1. roots of polynomials

which of the following polynomials has roots 0, 1, and 2?

help would be wonderful. thanks in advance.

2. Originally Posted by kalter
which of the following polynomials has roots 0, 1, and 2?

help would be wonderful. thanks in advance.
Consider what it means for a number to be a root of a polynomial...

The following graphs depicts a polynomial with roots, x=-2 and x=1.

Consider what happens to the value of y on the graph when x=-2 and when x=1

Also consider that a polynomial of degree n, has at most n real roots.

3. I'm not following. I haven't done this in ages.

4. Originally Posted by kalter
I'm not following. I haven't done this in ages.

Notice on the graph where x=-2 and x=-1, y=0. For a number to be a root of a polynomial, it means that this is where it crosses the x-axis.
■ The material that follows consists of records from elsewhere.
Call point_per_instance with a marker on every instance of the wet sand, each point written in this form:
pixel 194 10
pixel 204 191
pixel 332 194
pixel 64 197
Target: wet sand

This means that at that point, y=0.

Does that help?

Also for a polynomial of degree two (this means that the highest exponent is 2)there can be at most 2 real roots.

Same for a polynomial of degree three, there can be at most three real roots.

So considering that you need a polynomial that has those three roots, that should eliminate two of the choices you had.

Does that make sense?

5. Originally Posted by kalter
which of the following polynomials has roots 0, 1, and 2?

help would be wonderful. thanks in advance.
Sub into the equation 0, 1 and 2. If you get 0, it means its a root!

Example
p(x) = $\displaystyle x^2 + x + 2$
Sub in x = 1
p(1) = 1 + 1 + 2 = 4
So 1 is no a root of this equation because p(1) = 4

Equation 2
p(x) = $\displaystyle x^3 - 3x^2 + 2x$
Sub in x = 2
p(2) = $\displaystyle (2)^3 -3(2)^2 + 2(2)$
p(2) = 8 - 12 + 4 which = 0
therefore 2 is a root of $\displaystyle p(x) = x^3 - 3x^2 + 2x$

Done by method of the 'factorial' theorem .